It’s no secret that I’m a sucker for dance movies. To be fair, I’m actually a sucker for good dance in general. I don’t know what got me interested in dance in the first place when I was a little kid, but it led me to joining my high school dance team (which has now been ages ago). These days I’m just a huge dance fan, with my occasional moments of dancing in my car and dreaming up choreography to songs when I listen to them.
Dance movies are by no means the best movies in the world, but I love watching them. They’re a nice distraction and the dancing’s always amazing. So anyways, I finally got around to watching two dance movies that were released last year, Make Your Move and Step Up: All In.
Make Your Move stars Derek Hough (of Dancing With the Stars) and Korean pop star BoA as Donny and Aya, two dancers caught between their feuding brothers. It’s a Romeo and Juliet set-up that ultimately makes everything feel very forced in its attempt to be more than a generic film. I was initially excited about the movie for a few reasons: 1) Derek Hough, who is such an amazingly talented dancer and choreographer; 2) NappyTabs were one of the main choreographers; and 3) They filmed it in Toronto. Unfortunately, I was excited for nothing. While most times the dancing is enough to make you forget about the plot and even the acting, this was one of the rare times where I found everything else to be more distracting than the dancing.
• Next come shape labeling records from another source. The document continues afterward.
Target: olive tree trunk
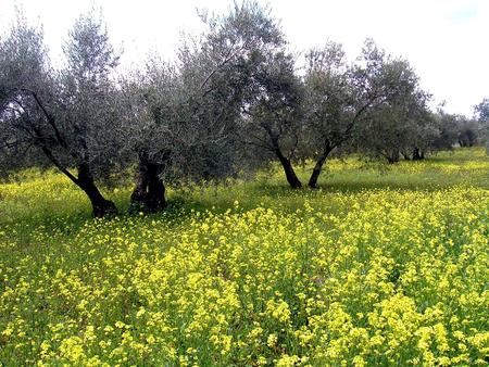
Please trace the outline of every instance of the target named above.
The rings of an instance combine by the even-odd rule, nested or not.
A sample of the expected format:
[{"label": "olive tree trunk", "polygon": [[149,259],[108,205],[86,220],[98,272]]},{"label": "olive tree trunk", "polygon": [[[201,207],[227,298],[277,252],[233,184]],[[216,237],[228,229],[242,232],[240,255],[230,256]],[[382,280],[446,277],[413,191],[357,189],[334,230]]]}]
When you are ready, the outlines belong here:
[{"label": "olive tree trunk", "polygon": [[76,178],[75,184],[87,194],[90,200],[92,214],[95,217],[103,217],[117,213],[115,204],[103,198],[102,193],[97,188],[87,164],[82,164],[78,166],[78,177]]},{"label": "olive tree trunk", "polygon": [[300,189],[302,187],[302,182],[297,177],[296,172],[293,170],[292,163],[290,159],[286,157],[280,149],[275,150],[275,154],[280,161],[281,167],[284,168],[284,173],[286,174],[287,182],[289,182],[292,189]]},{"label": "olive tree trunk", "polygon": [[136,187],[130,195],[129,212],[156,213],[166,206],[165,186],[160,178],[163,166],[139,161]]},{"label": "olive tree trunk", "polygon": [[323,165],[326,162],[326,159],[328,157],[329,153],[333,152],[331,147],[326,147],[323,153],[317,157],[316,164],[314,165],[313,172],[311,174],[311,177],[309,179],[308,186],[311,189],[317,188],[317,179],[319,178],[321,172],[323,170]]}]

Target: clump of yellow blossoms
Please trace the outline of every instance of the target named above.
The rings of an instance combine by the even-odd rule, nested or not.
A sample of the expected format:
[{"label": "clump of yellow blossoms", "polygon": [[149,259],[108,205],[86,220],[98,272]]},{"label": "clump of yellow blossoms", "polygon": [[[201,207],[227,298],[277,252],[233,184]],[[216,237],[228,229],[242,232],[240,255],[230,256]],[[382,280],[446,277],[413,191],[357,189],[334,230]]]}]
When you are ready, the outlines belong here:
[{"label": "clump of yellow blossoms", "polygon": [[487,365],[487,189],[275,200],[0,223],[0,365]]}]

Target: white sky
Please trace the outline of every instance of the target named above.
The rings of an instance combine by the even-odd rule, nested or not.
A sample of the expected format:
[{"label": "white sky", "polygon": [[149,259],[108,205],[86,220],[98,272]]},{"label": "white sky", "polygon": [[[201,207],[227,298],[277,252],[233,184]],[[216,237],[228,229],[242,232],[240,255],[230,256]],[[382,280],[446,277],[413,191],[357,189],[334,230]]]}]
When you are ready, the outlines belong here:
[{"label": "white sky", "polygon": [[[389,53],[410,60],[422,86],[447,101],[452,113],[472,115],[489,97],[489,0],[262,0],[281,20],[293,50],[322,46],[329,38],[343,43],[350,60],[366,37]],[[222,12],[233,0],[0,0],[0,31],[21,5],[41,23],[53,60],[75,18],[101,7],[109,34],[123,63],[146,59],[151,50],[172,58],[181,30],[199,29],[197,8]]]}]

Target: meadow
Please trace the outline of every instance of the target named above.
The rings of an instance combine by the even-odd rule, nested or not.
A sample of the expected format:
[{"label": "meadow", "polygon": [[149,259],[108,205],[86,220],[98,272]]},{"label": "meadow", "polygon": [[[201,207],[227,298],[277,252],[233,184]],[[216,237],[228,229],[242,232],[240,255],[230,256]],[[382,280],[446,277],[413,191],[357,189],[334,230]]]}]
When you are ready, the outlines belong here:
[{"label": "meadow", "polygon": [[333,160],[319,186],[277,168],[93,219],[55,172],[11,176],[0,365],[487,366],[485,151]]}]

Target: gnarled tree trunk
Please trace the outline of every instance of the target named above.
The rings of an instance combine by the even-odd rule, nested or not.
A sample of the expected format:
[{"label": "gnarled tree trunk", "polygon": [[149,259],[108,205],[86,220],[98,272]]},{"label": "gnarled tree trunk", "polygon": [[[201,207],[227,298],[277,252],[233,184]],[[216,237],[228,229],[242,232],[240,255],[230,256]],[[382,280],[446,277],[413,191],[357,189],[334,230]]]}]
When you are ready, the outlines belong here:
[{"label": "gnarled tree trunk", "polygon": [[333,148],[327,145],[323,153],[317,157],[316,164],[314,165],[313,172],[311,174],[311,178],[309,179],[308,186],[311,189],[317,188],[317,179],[319,178],[321,172],[323,169],[323,165],[326,162],[329,153],[333,151]]},{"label": "gnarled tree trunk", "polygon": [[165,207],[165,186],[160,178],[162,169],[161,164],[139,160],[138,178],[130,195],[129,212],[156,213]]},{"label": "gnarled tree trunk", "polygon": [[280,161],[280,164],[284,168],[284,172],[286,174],[287,182],[289,182],[290,187],[292,189],[300,189],[302,187],[302,182],[299,180],[299,178],[296,175],[296,172],[293,170],[292,163],[290,162],[290,159],[286,157],[284,153],[280,151],[280,149],[275,149],[275,154],[277,155],[278,160]]},{"label": "gnarled tree trunk", "polygon": [[75,184],[87,194],[90,200],[92,214],[95,217],[103,217],[105,215],[116,214],[117,210],[115,204],[103,198],[95,185],[93,177],[87,164],[80,164],[78,166],[78,177]]},{"label": "gnarled tree trunk", "polygon": [[425,159],[425,154],[423,153],[423,151],[419,148],[414,148],[413,161],[419,161],[419,160],[424,160],[424,159]]}]

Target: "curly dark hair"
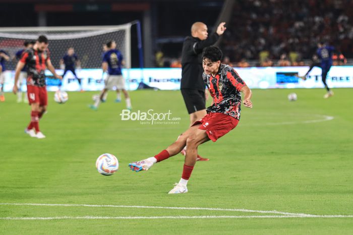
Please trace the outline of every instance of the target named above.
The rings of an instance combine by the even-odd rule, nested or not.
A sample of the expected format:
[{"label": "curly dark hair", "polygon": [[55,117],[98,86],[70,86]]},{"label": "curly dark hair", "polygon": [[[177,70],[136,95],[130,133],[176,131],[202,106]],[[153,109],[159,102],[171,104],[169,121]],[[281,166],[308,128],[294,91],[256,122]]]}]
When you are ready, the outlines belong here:
[{"label": "curly dark hair", "polygon": [[216,46],[208,46],[204,48],[202,52],[202,59],[208,59],[212,62],[222,60],[222,51]]}]

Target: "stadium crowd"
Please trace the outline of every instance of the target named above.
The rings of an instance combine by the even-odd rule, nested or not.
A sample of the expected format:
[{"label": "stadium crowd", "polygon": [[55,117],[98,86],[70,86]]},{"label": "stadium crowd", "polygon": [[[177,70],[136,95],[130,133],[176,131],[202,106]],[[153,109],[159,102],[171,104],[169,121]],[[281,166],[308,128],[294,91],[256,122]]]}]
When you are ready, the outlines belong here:
[{"label": "stadium crowd", "polygon": [[230,61],[258,66],[302,65],[320,41],[351,58],[352,7],[351,0],[239,1],[221,47]]}]

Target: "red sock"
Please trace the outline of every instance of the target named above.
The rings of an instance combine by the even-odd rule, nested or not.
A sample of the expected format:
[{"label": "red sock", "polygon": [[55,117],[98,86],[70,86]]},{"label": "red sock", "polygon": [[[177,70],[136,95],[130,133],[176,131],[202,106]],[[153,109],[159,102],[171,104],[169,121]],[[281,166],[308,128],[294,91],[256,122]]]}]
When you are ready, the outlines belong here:
[{"label": "red sock", "polygon": [[38,117],[39,119],[42,118],[42,116],[44,114],[44,112],[40,112],[38,113]]},{"label": "red sock", "polygon": [[39,132],[39,118],[38,117],[38,112],[32,111],[31,113],[31,117],[32,120],[32,125],[35,129],[36,132]]},{"label": "red sock", "polygon": [[31,120],[31,122],[29,123],[29,125],[28,125],[28,126],[27,127],[27,130],[31,130],[33,128],[33,125],[32,125],[32,120]]},{"label": "red sock", "polygon": [[190,166],[187,166],[184,164],[184,168],[183,169],[183,175],[182,175],[182,178],[184,179],[184,180],[188,180],[189,178],[190,178],[193,170],[194,170],[194,167],[190,167]]},{"label": "red sock", "polygon": [[167,151],[165,149],[163,150],[163,151],[154,156],[156,159],[157,159],[157,163],[163,160],[165,160],[169,156],[170,156],[169,154],[169,152],[168,152],[168,151]]}]

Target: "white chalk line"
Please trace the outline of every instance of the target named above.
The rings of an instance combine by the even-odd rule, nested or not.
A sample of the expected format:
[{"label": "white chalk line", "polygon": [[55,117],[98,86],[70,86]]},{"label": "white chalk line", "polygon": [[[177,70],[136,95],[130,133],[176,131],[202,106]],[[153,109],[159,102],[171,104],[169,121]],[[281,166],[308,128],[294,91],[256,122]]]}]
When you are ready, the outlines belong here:
[{"label": "white chalk line", "polygon": [[0,220],[47,220],[52,219],[213,219],[213,218],[353,218],[353,215],[202,215],[195,216],[57,216],[57,217],[4,217]]},{"label": "white chalk line", "polygon": [[[239,126],[279,126],[279,125],[293,125],[298,124],[308,124],[308,123],[315,123],[317,122],[326,122],[327,121],[331,121],[334,119],[334,117],[332,116],[327,115],[321,115],[319,114],[313,114],[314,117],[318,117],[319,118],[317,118],[313,120],[300,120],[300,121],[293,121],[291,122],[267,122],[267,123],[253,123],[252,124],[243,124],[241,121],[241,124]],[[254,121],[251,121],[253,122],[255,122]],[[143,126],[145,126],[144,125]],[[160,125],[158,124],[156,124],[155,126],[146,128],[146,127],[140,127],[140,128],[122,128],[121,130],[165,130],[165,129],[179,129],[180,127],[166,127],[163,126],[163,127],[160,127]]]},{"label": "white chalk line", "polygon": [[245,124],[242,126],[277,126],[282,125],[293,125],[296,124],[307,124],[307,123],[315,123],[316,122],[326,122],[331,121],[334,119],[334,117],[332,116],[320,115],[313,115],[316,117],[320,117],[321,118],[318,118],[314,120],[307,120],[302,121],[294,121],[291,122],[268,122],[265,123],[253,123],[251,124]]},{"label": "white chalk line", "polygon": [[171,206],[130,206],[121,205],[91,205],[91,204],[43,204],[43,203],[1,203],[2,205],[14,206],[80,206],[88,207],[118,207],[118,208],[134,208],[148,209],[166,209],[175,210],[210,210],[217,211],[239,211],[242,212],[260,213],[265,214],[279,214],[286,215],[296,216],[314,216],[315,215],[298,213],[289,213],[276,210],[255,210],[247,209],[223,209],[219,208],[207,207],[177,207]]}]

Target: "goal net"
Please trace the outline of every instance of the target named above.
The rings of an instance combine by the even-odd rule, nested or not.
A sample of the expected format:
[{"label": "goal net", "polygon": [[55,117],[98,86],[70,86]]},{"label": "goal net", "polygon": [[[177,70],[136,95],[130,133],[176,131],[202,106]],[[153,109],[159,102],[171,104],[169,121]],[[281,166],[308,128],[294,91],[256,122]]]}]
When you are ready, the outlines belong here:
[{"label": "goal net", "polygon": [[[70,47],[74,48],[75,53],[81,62],[82,70],[100,68],[104,52],[103,45],[110,40],[115,41],[116,49],[122,52],[125,61],[125,68],[130,68],[131,29],[133,24],[130,23],[118,26],[105,26],[0,28],[0,49],[6,51],[11,58],[10,61],[6,62],[7,73],[11,73],[15,70],[18,60],[15,58],[15,54],[19,50],[24,48],[24,42],[35,40],[40,35],[45,35],[48,38],[50,60],[55,69],[61,68],[60,60]],[[60,72],[58,73],[61,74]],[[80,73],[80,71],[78,73]],[[83,72],[81,73],[81,77],[84,84],[84,80],[87,79],[85,77],[87,76],[85,74],[89,73]],[[101,71],[100,74],[101,77]],[[80,77],[79,74],[78,75]],[[7,79],[6,82],[8,85],[5,86],[5,88],[8,88],[6,90],[9,90],[10,87],[12,89],[12,85],[10,84],[12,76],[13,76],[13,74],[8,74],[6,76],[9,79]]]}]

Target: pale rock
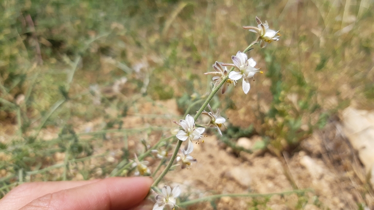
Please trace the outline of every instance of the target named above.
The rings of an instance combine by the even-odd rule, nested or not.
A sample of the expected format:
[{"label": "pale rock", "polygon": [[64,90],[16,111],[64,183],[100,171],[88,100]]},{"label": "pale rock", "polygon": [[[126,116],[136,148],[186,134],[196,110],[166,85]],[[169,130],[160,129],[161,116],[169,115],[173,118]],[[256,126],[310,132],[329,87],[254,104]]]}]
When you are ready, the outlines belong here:
[{"label": "pale rock", "polygon": [[241,146],[245,149],[251,149],[252,147],[252,142],[251,139],[247,137],[240,137],[238,139],[237,146]]},{"label": "pale rock", "polygon": [[314,178],[319,179],[323,175],[323,168],[308,156],[305,155],[300,158],[300,164],[306,168]]},{"label": "pale rock", "polygon": [[227,176],[232,178],[241,185],[249,187],[251,184],[252,179],[249,175],[250,171],[248,168],[237,166],[233,168],[228,172],[226,173]]},{"label": "pale rock", "polygon": [[372,171],[374,165],[374,112],[348,107],[342,115],[343,132],[358,152],[367,173]]}]

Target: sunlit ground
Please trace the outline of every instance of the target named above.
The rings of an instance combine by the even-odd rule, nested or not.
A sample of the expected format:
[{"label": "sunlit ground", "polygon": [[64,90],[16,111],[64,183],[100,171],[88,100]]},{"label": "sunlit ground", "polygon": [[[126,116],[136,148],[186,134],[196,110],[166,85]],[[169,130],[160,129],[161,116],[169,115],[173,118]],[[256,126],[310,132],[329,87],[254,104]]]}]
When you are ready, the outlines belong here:
[{"label": "sunlit ground", "polygon": [[[199,187],[181,199],[197,191],[204,195],[313,188],[284,199],[221,199],[215,207],[198,206],[374,208],[363,165],[357,157],[342,155],[353,151],[349,145],[320,148],[335,141],[343,110],[374,109],[373,5],[369,0],[2,1],[1,196],[22,182],[132,176],[123,166],[134,154],[172,136],[178,127],[172,120],[194,114],[202,104],[212,87],[211,77],[203,74],[213,70],[216,61],[231,62],[231,56],[256,38],[242,27],[256,26],[257,16],[282,36],[247,53],[264,72],[250,81],[248,95],[239,83],[211,102],[228,118],[227,129],[222,137],[214,129],[206,133],[210,141],[197,149],[200,161],[188,172],[199,178],[184,183],[187,189],[198,180]],[[255,146],[238,146],[243,137]],[[170,141],[166,147],[171,151],[175,140]],[[252,150],[255,155],[246,152]],[[336,189],[315,189],[308,184],[309,175],[295,177],[306,173],[303,162],[309,156],[323,168],[334,168],[326,173],[335,175],[323,172],[331,178],[320,181]],[[154,172],[159,162],[146,159]],[[199,167],[214,173],[208,165],[219,168],[221,175],[199,179],[204,175]],[[245,173],[236,171],[238,165],[251,174],[248,186],[234,181],[240,178],[233,173]],[[186,171],[178,167],[171,172],[176,178],[165,181],[183,183],[182,178],[189,177]],[[340,174],[349,175],[334,177]],[[226,179],[231,181],[225,185]],[[216,188],[210,182],[223,184]]]}]

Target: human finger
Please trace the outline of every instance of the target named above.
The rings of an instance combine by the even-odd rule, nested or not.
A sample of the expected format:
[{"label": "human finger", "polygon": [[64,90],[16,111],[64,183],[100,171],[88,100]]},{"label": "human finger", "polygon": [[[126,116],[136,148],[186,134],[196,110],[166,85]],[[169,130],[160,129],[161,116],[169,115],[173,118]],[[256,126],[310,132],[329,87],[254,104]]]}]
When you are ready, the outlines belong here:
[{"label": "human finger", "polygon": [[46,194],[79,187],[99,181],[61,181],[28,182],[18,185],[0,200],[0,207],[8,210],[18,210]]},{"label": "human finger", "polygon": [[153,181],[149,177],[108,178],[46,194],[19,210],[127,210],[143,200]]}]

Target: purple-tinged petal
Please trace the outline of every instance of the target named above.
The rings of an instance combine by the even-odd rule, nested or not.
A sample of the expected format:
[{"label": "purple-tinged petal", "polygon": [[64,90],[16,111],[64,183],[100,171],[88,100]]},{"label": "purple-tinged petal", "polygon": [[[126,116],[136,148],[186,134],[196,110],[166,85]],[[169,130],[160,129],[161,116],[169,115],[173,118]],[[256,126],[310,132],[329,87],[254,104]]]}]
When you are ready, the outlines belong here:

There was promise in the dancing (or at least you’d hope so, since it is a DANCE movie), with a tap and hip-hop fusion, mixed in with taiko drumming – that was what made it unique. To me, it seemed like there wasn’t enough dancing, especially of the fusion dances. The main feature is that Donny and Aya’s brothers, played by Wesley Jonathan and Will Yun Lee, each have their own clubs, which allows for there to be a stage for our aspiring dancers to perform. Giving them a platform to dance obviously works, even if it is a convenient story device. It’s when they start doing the intricate choreography off the stage as part of their everyday life that it starts to fall apart. There’s the obligatory “love connection” dance scene (you know that one where the two leads realize there’s a deeper connection beyond dance), wherein Donny and Aya start doing some contemporary hip-hop around his place. The scene feels forced, scripted and choreographed, not the least bit natural at all. It also doesn’t help either that, try as they may, there’s no chemistry between Derek and BoA. Honestly, the script itself was an uninspired mess, filled with typical dance movie dialogue that there was nothing anybody could do to elevate it out of generic territory.
Step Up: All In is the fifth movie in the series, and at this point is more or less of the same. Watching this movie, it’s crazy to think that it all started with the original Step Up starring Channing Tatum and Jenna Dewan; it just seems so different. Here, The Mob (the crew from Step Up Revolution) are struggling in their attempt to make a career in Los Angeles, especially when another crew, The Grim Knights are booking all the gigs. Feeling that they’re just not cut out for L.A., everybody except Sean packs up their bags and heads back to Miami. When Sean finds out about a dance competition called The Vortex, he sees it as one last chance at his dance dream and with the help of Moose, assembles another crew (LMNTRIX) comprised of dancers from previous Step Up installments to compete. There’s a tiny twist with The Mob entering the competition, but you essentially know what it’s all leading up to – LMNTRIX vs. The Grim Knights. When you get five movies into a series, it wouldn’t be a surprise to anyone that not all the installments are on the same level. While Revolution actually felt like it was trying something different in terms of storytelling, in addition to all the dance sequences, All In lived up to its title by mixing in everything/anything it could from the first four movies and see if it worked. It ended up being a little derivative and no standout dance sequence from what seemed like not very many. At the very least, the movie serves as a good feature for all the SYTYCD alums: tWitch, Marko, Comfort, Cyrus, Tony Bellissimo, Phillip Chbeeb, Emilio Dosal, Jayme Rae & Jenny Dailey, Vincent Poirier, Janick Arseneau.
Basically at the end of the day, I didn’t really like either of the movies. Both felt very bland and predictable, with nothing really spectacular about it to make you want to watch it again. I’m just a little disappointed that they weren’t better than the ended up being. So I’m just gonna go back and watch Center Stage/Step Up/Take the Lead for the millionth time.